Я имею в виду, да, это замечательная музыка, кто я такой, чтобы утверждать обратное? И некоторые пьесы, Danzgesang в квартете ля минор, есть вещи, которые действительно сбивают меня с ног. Но в основном, я немного раньше, и в 1750 я отключаюсь, а затем я снова включаюсь в 1900, или, может быть, немного раньше, чтобы вписаться в Дебюсси. И я действительно получил ясность по этому поводу.
Остин преподавал историю музыки следующим образом.
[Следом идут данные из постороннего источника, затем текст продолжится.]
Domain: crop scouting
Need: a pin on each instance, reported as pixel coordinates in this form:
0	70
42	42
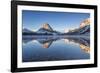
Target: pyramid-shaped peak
47	26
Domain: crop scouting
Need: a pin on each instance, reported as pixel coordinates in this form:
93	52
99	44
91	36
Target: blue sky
59	21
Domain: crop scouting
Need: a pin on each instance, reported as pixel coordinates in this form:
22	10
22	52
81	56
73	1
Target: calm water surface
54	48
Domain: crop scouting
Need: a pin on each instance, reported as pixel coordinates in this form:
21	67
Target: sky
59	21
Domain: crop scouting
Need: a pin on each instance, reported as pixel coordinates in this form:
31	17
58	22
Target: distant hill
80	31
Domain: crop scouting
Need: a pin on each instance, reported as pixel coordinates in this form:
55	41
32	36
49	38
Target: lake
55	48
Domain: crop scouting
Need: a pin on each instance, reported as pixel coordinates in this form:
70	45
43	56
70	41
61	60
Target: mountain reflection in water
54	48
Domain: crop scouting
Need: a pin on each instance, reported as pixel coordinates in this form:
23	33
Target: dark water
54	48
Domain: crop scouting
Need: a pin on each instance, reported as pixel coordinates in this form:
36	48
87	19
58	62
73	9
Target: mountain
83	31
26	31
47	30
47	26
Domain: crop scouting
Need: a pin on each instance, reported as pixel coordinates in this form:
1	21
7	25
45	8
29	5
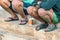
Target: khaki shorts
55	18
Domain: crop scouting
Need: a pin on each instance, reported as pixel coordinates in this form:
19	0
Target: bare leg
5	4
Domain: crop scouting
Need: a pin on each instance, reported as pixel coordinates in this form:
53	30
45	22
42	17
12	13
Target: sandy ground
13	31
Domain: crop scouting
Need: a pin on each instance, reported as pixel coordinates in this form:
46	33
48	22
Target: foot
23	22
12	19
50	28
41	26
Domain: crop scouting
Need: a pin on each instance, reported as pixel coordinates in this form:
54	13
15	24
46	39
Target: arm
48	4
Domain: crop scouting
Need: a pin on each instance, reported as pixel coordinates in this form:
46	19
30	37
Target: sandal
23	22
11	19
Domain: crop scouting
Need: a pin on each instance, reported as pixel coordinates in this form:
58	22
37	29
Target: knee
30	10
16	4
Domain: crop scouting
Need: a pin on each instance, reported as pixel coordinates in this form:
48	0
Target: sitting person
17	6
49	11
22	5
6	5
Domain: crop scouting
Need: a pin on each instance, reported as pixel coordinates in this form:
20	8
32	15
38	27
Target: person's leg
18	6
5	4
33	11
47	15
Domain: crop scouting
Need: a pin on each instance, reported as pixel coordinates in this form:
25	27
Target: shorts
55	18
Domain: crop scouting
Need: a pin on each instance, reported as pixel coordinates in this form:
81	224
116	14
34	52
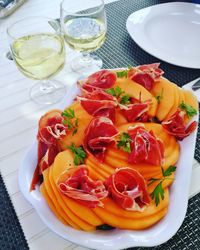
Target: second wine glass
84	27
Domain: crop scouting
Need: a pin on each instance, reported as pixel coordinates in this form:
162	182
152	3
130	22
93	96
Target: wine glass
83	24
39	53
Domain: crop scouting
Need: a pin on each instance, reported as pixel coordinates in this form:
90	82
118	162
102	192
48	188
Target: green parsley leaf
79	154
70	120
190	111
159	97
168	171
125	142
152	180
115	91
158	193
123	73
125	99
69	113
111	91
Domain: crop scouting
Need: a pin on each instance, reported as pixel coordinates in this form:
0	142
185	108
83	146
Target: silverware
196	85
54	24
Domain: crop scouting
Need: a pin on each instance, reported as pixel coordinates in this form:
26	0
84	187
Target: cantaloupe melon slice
127	223
83	120
60	210
164	88
151	209
191	99
62	201
62	163
51	204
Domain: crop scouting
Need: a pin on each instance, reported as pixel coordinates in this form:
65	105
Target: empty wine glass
84	27
39	53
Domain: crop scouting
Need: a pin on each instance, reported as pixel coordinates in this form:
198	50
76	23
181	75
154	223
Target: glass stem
86	57
46	86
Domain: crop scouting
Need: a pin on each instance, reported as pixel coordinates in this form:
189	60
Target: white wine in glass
84	27
39	53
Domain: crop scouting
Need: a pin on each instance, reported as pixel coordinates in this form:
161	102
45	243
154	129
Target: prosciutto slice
146	74
99	103
98	136
48	134
145	147
79	186
175	125
128	189
103	79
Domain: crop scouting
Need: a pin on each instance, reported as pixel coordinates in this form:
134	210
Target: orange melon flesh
165	89
62	201
190	99
168	141
63	162
83	120
59	208
127	223
137	91
151	209
51	204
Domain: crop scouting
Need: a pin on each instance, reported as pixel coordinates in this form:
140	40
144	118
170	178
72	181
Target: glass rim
87	14
24	19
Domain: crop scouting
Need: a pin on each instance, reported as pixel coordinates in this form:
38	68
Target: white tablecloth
18	126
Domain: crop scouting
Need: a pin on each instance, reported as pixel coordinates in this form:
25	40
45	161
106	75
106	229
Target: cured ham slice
98	136
175	125
50	130
146	74
128	189
136	111
103	79
99	103
145	147
79	186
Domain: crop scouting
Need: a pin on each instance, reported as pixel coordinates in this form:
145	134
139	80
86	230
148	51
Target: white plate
170	32
115	239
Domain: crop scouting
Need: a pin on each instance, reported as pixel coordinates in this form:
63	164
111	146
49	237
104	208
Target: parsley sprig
122	73
190	111
124	142
70	120
120	95
79	154
158	192
159	96
115	91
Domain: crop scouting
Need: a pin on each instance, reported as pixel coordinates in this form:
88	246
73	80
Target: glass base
86	65
47	92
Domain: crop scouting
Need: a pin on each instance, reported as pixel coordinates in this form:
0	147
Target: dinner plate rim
147	49
121	238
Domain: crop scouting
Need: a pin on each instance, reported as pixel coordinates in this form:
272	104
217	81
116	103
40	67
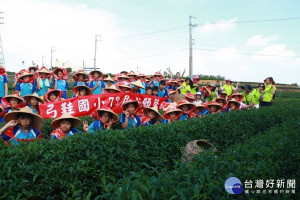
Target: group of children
20	110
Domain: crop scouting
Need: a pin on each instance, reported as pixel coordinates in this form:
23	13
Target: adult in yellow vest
228	87
188	86
258	94
269	92
248	96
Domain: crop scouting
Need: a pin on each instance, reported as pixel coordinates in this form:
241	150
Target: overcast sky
242	40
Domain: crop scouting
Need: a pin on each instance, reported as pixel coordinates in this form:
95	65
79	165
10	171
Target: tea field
145	162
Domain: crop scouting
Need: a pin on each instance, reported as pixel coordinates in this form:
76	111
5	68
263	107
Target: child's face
109	83
237	98
149	92
13	101
161	87
220	102
80	77
65	125
105	117
52	96
124	89
26	78
232	105
43	75
59	74
25	121
151	115
82	92
172	115
196	111
213	108
185	108
33	101
96	75
130	108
Вы начинаете с григорианского хорала, он идет к смерти Иоганна Себастьяна Сильвера, и он переходит к Стравинскому, Бартоку, Гершвину, а вторая половина курса – от Гайдна до Вагнера. Так что внезапно, о да, верно, потому что есть преемственность между классикой, романтикой, экстремальным романтизмом, экстремальным хроматизмом, и это идет к Шенбергу.
И это, вы знаете, опять же, это была та линия, о которой я знал, что она там была. Я знал, что это была отличная музыка, но я действительно не был там. Это было не для меня лично. Так что большая часть ясности об этом пришла, когда я учился в Корнелле у Остина, и который также, он преподавал джазовый курс. Он заставил кого-то включить запись Чарли Паркера, но, я имею в виду, и Остин у доски с мелом, который пишет вот так.
Я имею в виду, что, взяв, ты учишься записывать ноты, но не многие могут делать это в таком темпе. И он смущенно поворачивался и говорил, не сыграешь ли ты еще раз, чтобы я мог вставить штимы? В любом случае, он был великим музыкантом, и его сосредоточенность на истории музыки была для меня чрезвычайно проясняющей. Это показало, что я что-то чувствовал, и это было не просто странным, знаете ли, вопросом личного вкуса.
И затем мы идем, о, конечно, да, вы знаете, идеи классического периода, да, вы действительно можете, Бетховен, да, но к тому времени, чувак, к тому времени, когда вы попадаете в Брамса, вы действительно должны начать входить в жесты. Идея такта, идея фиксированного ритма, фиксированного темпа, сейчас вытесняется больше, я думаю, сущностью романтической музыки, от того, что было немного до Брамса, конечно, через Малера и далее к Шенбергу, что это больше не дирижируется поддержанием ритма, а жестами, которые указывают, как музыка развивается. И это музыка, с которой я просто не могу себя ассоциировать.